La riflessione. Messina e il Giappone: considerazioni sul terremoto

La riflessione. Messina e il Giappone: considerazioni sul terremoto

La riflessione. Messina e il Giappone: considerazioni sul terremoto

sabato 12 Marzo 2011 - 00:44

Alzi la mano chi ieri, da messinese, vedendo le terribili immagini del terremoto in Giappone, non ha pensato a quello del 1908 oppure a qualcosa tipo -se succede qui moriamo tutti sotto le macerie-.

Penso che questo brivido sia passato per la schiena di tutti.

E se tutti ci sentiamo solidali con i giapponesi allo stesso tempo li ammiriamo per la loro organizzazione, precisione, per il fatto che un terremoto che avrebbe polverizzato l’Italia lì fa -solo- (si fa per dire) un migliaio di morti. Il problema è che solo in questi frangenti le nostre menti vanno alle colline sventrate dal cemento, a tutti quelli che hanno costruito -mangiandoci sopra- (chi scommetterebbe un euro che tutte le norme sono state sempre rispettate a Messina?), pensiamo subito alle vie di fuga insufficienti o inesistenti, alle esercitazioni che quelle rare volte che si fanno viene da ridere per quanto poco coinvolgano la cittadinanza.
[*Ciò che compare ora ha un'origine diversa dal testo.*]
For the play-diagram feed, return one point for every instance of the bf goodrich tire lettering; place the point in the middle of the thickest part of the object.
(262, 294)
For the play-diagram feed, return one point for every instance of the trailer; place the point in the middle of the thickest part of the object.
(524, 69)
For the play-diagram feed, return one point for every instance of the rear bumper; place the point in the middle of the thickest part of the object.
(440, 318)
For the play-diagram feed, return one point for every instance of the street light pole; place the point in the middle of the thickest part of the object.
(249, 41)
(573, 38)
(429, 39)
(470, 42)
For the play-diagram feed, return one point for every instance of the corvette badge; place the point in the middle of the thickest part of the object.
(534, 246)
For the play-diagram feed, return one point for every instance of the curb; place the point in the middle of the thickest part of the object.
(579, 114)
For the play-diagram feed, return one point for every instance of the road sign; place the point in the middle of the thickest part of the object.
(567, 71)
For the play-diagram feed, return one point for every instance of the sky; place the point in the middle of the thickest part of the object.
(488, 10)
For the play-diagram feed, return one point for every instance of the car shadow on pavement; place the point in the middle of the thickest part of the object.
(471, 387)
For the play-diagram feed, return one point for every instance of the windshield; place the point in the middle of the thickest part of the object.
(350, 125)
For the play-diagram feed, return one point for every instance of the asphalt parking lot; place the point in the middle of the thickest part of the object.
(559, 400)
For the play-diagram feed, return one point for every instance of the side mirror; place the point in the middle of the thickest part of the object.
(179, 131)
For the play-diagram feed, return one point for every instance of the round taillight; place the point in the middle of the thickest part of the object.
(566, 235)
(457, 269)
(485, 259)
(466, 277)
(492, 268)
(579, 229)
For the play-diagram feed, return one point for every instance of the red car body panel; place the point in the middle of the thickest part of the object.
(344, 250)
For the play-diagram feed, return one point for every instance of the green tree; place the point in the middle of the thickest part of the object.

Ci ritroviamo a pensare alla famosa frase secondo la quale -se c’è un terremoto come nel 1908, l’intera panoramica coi suoi palazzi se ne scivola a mare-. Quante volte l’abbiamo detto e sentito? E’ vero? E’ un luogo comune? Nessuno lo sa. Certo che la panoramica con le colline di sabbia a occhio non sembrerebbe un posto sicurissimo dove costruire. Mentre il viale Italia già frana verso valle di suo e senza alcun sisma. Così ce ne stiamo attoniti pensando che tanto non si può fare nulla. Io non sono un esperto, ma da semplice cittadino invece penso che qualcosa si possa e si debba fare. Non riesco a credere che in un’Italia, nonostante la crisi, molto più ricca di quella del 1908, quando si ricostruì un’intera città, non ci siano soldi per appaltare messe in sicurezza, adeguamenti sismici, creare piani di prevenzione e soprattutto attuarli. Non posso pensare che il nostro triste destino o quello dei nostri figli o pronipoti sia morire sotto un nuovo 1908, magari tra cent’anni nelle case che noi abbiamo costruito.

Molti dicono che nel 1978 la città ha resistito, ma allora il terremoto fu decisamente inferiore e l’epicentro molto più lontano (alle Eolie). E in ogni caso, quanto dobbiamo continuare a sperare nella fortuna, o per i credenti, con tutto il rispetto, nella benevolenza della nostra patrona? Aiutati che Dio t’aiuta si dice. In caso di un nuovo 7.2 Richter con tsunami, aver fatto gli scongiuri non basterà.